Comments (12)
Bot detected the issue body's language is not English, translate it automatically. 👯👭🏻🧑🤝🧑👫🧑🏿🤝🧑🏻👩🏾🤝👨🏿👬🏿
Title: The restart/shutdown button is changed to non-forced shutdown, leaving some time for the applications in the pod to shut down.
from rainbond.
目前,在重启和关闭时,是会去直接删除底层的 Deployment 资源的。实际上,如果你直接使用K8s的Yaml文件部署,再删除,也会遇到相同的问题。
你现在在业务中使用了钩子,所以收到删除pod信号时,你的代码会优雅退出。但是 Kubelet 删除 pod 却几乎是同步的。这就导致了代码正在优雅关闭服务时,就被强行终止了。
但是 K8s 也提供了 preStop Hook,可以参考文档,配置这个以后,你可以让 kubelet 收到删除 Pod 的事件时,先等待一段时间,再强行删除。
在Rainbond中它的位置在组件的K8s属性中,如下图所示:
你可以在 Rainbond 中进行如下配置,这样在关闭该组件时,将会休眠10秒再删除 pod
preStop:
exec:
command: ["sh", "-c", "sleep 10"]
from rainbond.
Bot detected the issue body's language is not English, translate it automatically. 👯👭🏻🧑🤝🧑👫🧑🏿🤝🧑🏻👩🏾🤝👨🏿👬🏿
Currently, when restarting and shutting down, the underlying Deployment resources will be deleted directly. In fact, if you directly use the Yaml file of K8s to deploy and then delete it, you will encounter the same problem.
You now use hooks in your business, so your code will exit gracefully when the pod is deleted. But Kubelet deletes pods almost synchronously. This resulted in the code being forcibly terminated when it was shutting down the service gracefully.
But K8s also provides preStop Hook, you can refer to Document. After configuring this, you can let kubelet receive When deleting a Pod event, wait for a period of time before forcibly deleting it.

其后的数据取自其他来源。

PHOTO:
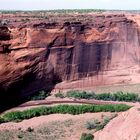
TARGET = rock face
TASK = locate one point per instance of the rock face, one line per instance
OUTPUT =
(38, 55)
(124, 127)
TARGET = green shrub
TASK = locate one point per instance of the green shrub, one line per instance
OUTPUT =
(63, 109)
(118, 96)
(92, 124)
(2, 120)
(86, 136)
(59, 94)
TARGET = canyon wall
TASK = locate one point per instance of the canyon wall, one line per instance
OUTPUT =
(40, 55)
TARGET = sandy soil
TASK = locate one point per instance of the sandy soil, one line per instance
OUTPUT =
(38, 121)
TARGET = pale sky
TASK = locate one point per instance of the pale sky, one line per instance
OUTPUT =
(69, 4)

Its location in Rainbond is in the K8s property of the component, as shown in the following figure:
You can configure the following in Rainbond so that when the component is closed, it will sleep for 10 seconds before deleting the pod.
preStop:
exec:
command: ["sh", "-c", "sleep 10"]
from rainbond.
这个之前也尝试过,没有任何效果。取消注册的日志并没有打印出来,Nacos中的实例依然没有取消注册。
from rainbond.
Bot detected the issue body's language is not English, translate it automatically. 👯👭🏻🧑🤝🧑👫🧑🏿🤝🧑🏻👩🏾🤝👨🏿👬🏿
I've tried this before, to no avail. The unregistration log is not printed, and the instance in Nacos is still not unregistered.
from rainbond.
-
你可以先确认这个属性是否确实生效了,可以在组件运行时查看其yaml文件,是否包含你设置的字段
-
如果这个属性生效,那么你的程序优雅退出的时间需要多久?默认情况下 Kubernetes 为删除容器留了最大 30s 的宽限时间,如果程序的优雅关闭时间和 preStop Hook 时间之和超过 30s,也依然会被删除。如果是这种情况,那还可以通过设置 terminationGracePeriodSeconds 字段来处理。不过这个字段当前 Rainbond 还不支持
from rainbond.
Bot detected the issue body's language is not English, translate it automatically. 👯👭🏻🧑🤝🧑👫🧑🏿🤝🧑🏻👩🏾🤝👨🏿👬🏿
-
You can first confirm whether this attribute is indeed effective. You can check its yaml file when the component is running to see whether it contains the fields you set.
-
If this property takes effect, how long will it take for your program to exit gracefully? By default, Kubernetes leaves a maximum grace time of 30 seconds for deleting a container. If the sum of the graceful shutdown time and preStop Hook time of the program exceeds 30 seconds, it will still be deleted. If this is the case, it can also be handled by setting the terminationGracePeriodSeconds field. However, this field is not currently supported by Rainbond.
from rainbond.
关于第1个问题:确定生效。
我换一个必定重现僵尸进程和没有取消注册问题的组件,csp-gen。lifecycle配置如下:
在kubectl中可以确确实实的看到,配置上了。
kubectl get deployment csp-csp-gen -n 8b435cdaeb984cf69af21d8fc5c4fb8c -o yaml
关于第2个问题:应用关闭耗时很多,不超过1秒。
具体可以看下后面这个试验。
另外我做了几个试验,有一些结论
使用 kubectl 删除deployment,可以正常取消注册并且不会产生僵尸经常,不管加不加--force参数都可以正常关闭。
请看下,如下步骤是否分析正确。
1、这个组件的启动日志:正常注册Nacos,启动成功
2、当前k8s节点(就一个k8s master节点的集群)有14个僵尸进程
3、删除上述deployment,在RainBond界面也能看出容器处于关闭中有10秒的时间。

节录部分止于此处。